Sometimes my hosts don't have Scruff and I'll chose a picture and use it on my account. Usually I change them back quickly, but one time I made one for Untitled Queen and I forgot to change it, and people were messaging me saying "I think you're great, I wanna get to know you." And I had to say, unfortunately that's not me in the photo, that's another queen, but I'll let her know that you fancy her. I'm seeing more trans people and more queer people on the apps, and that makes me really happy.
Do you think that Straight Acting as a party could happen in Manhattan?
I think it needs to. It's a very Brooklyn party, but it definitely should happen in Manhattan. I feel like that's where it is needed the most.
In Manhattan nightlife there are much stricter lines between the sexy "boy" parties and the drag shows, but it feels like that's starting to blur. Now you might see an ad for a huge circuit party and the go-go boy will be wearing heels. Is that the Straight Acting effect?
I hope so. That makes me really happy to see. I make an effort to invite a lot of boy boys, who don't do drag all the time, and have them as hosts, because I know that they'd be willing to dress up, and I want them to post the pictures, so that other people will see them and say, "Oh, he went to this party in heels and a wig and he's still sexy!" And I can't expect to do all of that on my own, it's a community effort, making sure the party is present and accessible to everyone.
We were talking earlier about how there's a lot of ugly misogyny in gay culture but your parties always seem to include cis women in your line-ups. Can you talk about that decision?
It's very important that women are included -- both cis and trans women -- in our scene and in our world. A lot of gays want to dress like women but don't want to party with them. The problem isn't as big in Brooklyn as it is in Manhattan -- there's a lot more diversity in the Brooklyn scene. Straight Acting is about overcoming obstacles and breaking down gender norms, so I think women are very important to the party.

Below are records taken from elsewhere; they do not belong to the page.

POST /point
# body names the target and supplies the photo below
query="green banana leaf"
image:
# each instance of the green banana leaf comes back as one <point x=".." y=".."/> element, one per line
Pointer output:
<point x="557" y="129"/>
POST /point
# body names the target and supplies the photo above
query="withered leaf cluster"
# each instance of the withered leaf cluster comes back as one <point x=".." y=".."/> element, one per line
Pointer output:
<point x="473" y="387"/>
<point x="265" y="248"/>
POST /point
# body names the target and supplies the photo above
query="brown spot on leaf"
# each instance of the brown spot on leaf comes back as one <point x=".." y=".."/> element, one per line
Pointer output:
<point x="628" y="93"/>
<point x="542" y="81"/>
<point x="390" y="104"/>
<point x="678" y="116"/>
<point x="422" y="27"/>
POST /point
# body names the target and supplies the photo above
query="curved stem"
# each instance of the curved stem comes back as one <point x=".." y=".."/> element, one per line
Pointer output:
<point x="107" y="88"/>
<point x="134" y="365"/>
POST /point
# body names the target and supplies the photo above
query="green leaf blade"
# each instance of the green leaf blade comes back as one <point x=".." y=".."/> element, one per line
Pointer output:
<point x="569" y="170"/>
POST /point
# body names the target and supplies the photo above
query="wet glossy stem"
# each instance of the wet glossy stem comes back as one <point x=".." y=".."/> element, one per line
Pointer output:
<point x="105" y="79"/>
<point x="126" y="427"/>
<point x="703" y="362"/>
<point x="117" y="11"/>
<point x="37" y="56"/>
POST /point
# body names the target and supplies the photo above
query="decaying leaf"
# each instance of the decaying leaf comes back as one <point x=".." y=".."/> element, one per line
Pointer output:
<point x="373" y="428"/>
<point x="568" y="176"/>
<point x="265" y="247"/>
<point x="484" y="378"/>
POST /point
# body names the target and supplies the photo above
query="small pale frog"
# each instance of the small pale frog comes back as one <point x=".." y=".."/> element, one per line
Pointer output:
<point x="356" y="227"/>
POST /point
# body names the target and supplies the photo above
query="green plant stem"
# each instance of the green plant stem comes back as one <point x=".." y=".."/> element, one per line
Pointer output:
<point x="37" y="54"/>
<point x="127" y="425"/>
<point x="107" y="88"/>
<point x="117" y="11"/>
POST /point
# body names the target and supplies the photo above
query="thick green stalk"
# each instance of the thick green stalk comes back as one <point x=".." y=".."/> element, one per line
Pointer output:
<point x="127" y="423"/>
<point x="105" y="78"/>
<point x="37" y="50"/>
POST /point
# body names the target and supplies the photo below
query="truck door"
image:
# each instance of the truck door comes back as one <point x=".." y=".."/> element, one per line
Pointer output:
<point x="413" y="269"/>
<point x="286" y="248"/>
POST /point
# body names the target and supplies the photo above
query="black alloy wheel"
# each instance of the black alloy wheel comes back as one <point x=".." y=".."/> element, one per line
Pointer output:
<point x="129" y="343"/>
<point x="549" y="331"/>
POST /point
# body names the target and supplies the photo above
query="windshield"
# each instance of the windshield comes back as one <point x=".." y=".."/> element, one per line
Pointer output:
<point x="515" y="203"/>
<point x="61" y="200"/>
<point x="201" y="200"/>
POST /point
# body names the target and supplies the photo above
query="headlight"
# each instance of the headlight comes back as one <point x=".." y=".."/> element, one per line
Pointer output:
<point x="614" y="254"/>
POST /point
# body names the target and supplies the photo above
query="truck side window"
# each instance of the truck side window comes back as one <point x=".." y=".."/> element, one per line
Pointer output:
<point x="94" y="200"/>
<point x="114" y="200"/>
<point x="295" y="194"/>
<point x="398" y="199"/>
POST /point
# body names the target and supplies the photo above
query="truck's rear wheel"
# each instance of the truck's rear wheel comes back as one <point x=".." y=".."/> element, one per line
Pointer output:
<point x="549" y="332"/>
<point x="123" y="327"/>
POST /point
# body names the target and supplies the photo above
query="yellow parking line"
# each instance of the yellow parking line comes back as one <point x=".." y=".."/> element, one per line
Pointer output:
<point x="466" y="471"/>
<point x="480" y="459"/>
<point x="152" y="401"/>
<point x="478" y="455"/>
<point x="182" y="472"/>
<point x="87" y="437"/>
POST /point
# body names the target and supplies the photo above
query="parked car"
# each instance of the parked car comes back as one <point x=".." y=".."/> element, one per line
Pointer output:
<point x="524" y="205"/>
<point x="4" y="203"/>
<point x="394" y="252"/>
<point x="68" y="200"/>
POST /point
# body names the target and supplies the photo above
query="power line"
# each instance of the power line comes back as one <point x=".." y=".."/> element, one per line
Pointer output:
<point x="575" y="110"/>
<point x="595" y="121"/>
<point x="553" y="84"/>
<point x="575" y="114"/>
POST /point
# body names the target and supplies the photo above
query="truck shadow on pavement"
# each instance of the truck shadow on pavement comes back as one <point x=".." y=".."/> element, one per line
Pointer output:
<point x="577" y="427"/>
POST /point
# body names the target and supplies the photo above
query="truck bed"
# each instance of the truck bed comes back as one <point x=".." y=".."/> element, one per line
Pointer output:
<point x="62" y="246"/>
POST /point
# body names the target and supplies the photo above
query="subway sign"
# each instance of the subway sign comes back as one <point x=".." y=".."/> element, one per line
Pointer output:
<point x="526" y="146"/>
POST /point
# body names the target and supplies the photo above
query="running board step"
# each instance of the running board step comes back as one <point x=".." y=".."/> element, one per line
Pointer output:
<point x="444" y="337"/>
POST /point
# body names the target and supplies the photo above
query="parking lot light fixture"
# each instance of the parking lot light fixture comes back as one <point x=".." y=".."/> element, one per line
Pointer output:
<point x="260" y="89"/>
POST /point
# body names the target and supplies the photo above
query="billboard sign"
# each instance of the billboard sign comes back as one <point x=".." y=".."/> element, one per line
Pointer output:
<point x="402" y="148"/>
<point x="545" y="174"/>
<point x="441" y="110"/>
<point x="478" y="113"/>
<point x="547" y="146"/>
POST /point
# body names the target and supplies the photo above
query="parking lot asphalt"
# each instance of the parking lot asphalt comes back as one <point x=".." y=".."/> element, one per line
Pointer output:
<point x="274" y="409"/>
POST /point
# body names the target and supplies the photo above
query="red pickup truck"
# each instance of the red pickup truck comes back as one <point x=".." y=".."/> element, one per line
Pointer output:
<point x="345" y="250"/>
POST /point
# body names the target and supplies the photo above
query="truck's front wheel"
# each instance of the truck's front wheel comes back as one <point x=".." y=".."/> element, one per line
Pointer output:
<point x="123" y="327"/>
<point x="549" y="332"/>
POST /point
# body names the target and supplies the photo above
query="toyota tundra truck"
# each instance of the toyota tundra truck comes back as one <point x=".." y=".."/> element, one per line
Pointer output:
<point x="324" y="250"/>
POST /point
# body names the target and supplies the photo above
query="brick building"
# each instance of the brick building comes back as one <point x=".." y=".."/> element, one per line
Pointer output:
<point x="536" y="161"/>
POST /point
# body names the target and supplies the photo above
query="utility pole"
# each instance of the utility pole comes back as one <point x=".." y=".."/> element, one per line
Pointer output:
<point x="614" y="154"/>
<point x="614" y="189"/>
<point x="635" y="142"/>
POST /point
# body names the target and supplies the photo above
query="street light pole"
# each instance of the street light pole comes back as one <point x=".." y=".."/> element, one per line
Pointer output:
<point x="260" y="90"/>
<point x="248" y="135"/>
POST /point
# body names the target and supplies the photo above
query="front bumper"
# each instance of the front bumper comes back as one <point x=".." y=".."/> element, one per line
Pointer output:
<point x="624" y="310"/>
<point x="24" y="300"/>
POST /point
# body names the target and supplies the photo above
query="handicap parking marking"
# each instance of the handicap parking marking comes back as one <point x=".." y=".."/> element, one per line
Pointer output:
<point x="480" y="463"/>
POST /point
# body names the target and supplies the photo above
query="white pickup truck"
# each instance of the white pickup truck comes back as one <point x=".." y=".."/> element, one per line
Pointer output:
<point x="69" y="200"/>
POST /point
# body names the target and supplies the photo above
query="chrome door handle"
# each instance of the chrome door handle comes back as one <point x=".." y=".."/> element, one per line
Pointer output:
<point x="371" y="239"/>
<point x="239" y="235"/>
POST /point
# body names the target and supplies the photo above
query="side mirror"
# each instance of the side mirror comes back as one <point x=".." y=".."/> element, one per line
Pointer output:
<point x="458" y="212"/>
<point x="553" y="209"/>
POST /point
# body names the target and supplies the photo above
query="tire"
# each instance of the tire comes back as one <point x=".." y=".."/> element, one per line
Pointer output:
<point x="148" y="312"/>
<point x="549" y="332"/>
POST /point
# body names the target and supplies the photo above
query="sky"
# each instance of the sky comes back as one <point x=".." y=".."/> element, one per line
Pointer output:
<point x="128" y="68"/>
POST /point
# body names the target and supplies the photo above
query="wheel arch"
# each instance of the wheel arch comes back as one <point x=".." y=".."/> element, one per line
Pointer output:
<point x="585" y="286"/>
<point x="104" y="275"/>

When Straight Acting started you had a dark room set up on stage -- do people actually hook up there or is it just part of the fantasy?

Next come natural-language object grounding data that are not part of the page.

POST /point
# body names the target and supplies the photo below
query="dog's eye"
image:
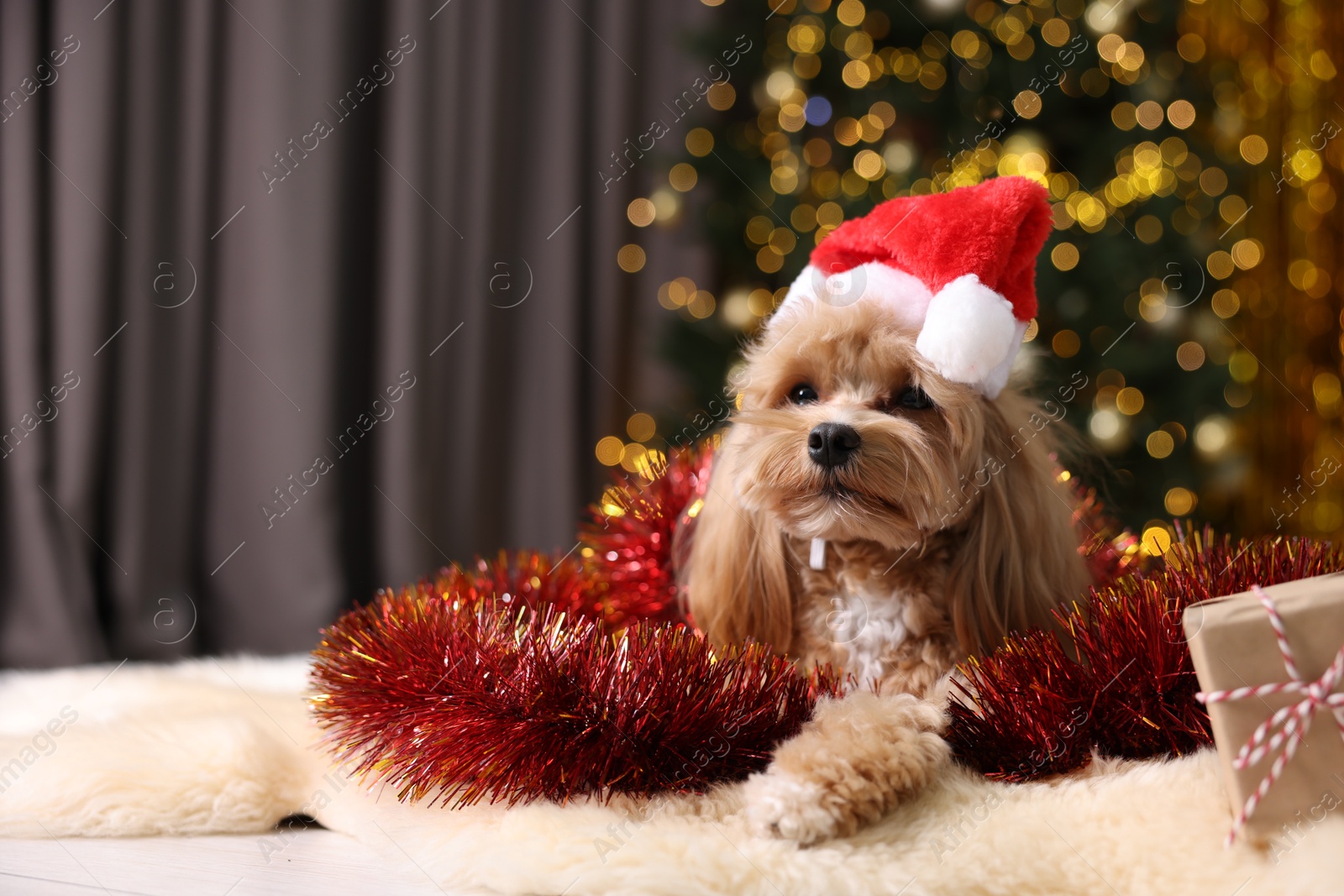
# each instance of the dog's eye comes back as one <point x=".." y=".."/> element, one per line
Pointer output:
<point x="911" y="398"/>
<point x="803" y="394"/>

It was part of the fantasy of the party, that people could fag out and hook up in looks. I thought that would be really sexy and cute. But as the party grew, the dark room was not as successful, but I also didn't set out to make it that way. It was there if you needed it, and a lot of people didn't need it. A lot of people were just making out on the dance floor, and I was just happy to be creating a space where people could dance, get closer to each other, make out, and take someone home.

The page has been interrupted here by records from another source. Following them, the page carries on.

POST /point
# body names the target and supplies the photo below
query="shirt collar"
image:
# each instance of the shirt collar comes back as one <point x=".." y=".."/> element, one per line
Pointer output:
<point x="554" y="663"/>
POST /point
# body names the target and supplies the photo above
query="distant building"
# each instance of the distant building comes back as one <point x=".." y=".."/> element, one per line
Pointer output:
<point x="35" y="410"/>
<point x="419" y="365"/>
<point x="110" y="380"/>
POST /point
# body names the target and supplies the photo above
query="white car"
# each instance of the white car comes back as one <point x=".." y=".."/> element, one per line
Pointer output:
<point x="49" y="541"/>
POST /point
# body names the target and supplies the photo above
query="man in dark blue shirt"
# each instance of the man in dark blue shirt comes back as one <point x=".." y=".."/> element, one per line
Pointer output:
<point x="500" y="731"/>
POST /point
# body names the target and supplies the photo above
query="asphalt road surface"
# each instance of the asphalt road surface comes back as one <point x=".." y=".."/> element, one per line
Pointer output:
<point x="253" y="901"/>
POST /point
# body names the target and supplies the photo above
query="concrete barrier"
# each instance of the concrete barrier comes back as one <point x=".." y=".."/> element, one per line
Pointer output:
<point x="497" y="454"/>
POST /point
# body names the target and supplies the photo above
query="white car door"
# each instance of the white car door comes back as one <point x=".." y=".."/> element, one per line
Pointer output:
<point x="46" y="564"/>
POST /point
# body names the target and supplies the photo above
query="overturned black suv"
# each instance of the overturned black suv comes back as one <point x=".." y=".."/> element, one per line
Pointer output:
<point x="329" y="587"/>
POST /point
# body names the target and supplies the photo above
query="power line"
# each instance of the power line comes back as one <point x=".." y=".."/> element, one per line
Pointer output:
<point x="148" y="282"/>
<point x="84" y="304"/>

How happy does it make you feel to see two boys in heels and wigs making out on the dance floor?
Especially the hairy legged boys in mini skirts, who are feeling hot and feeling their damn fantasy! I've done it -- I never really make out with people at Straight Acting, I don't have time because I'm always running around. I've hooked up with a few boys I knew, who were in dresses and it was so hot, there was lipstick all over the place. And I've gone home with boys too, I just tell them, "Wait for me, I'll go home with you at 3:30."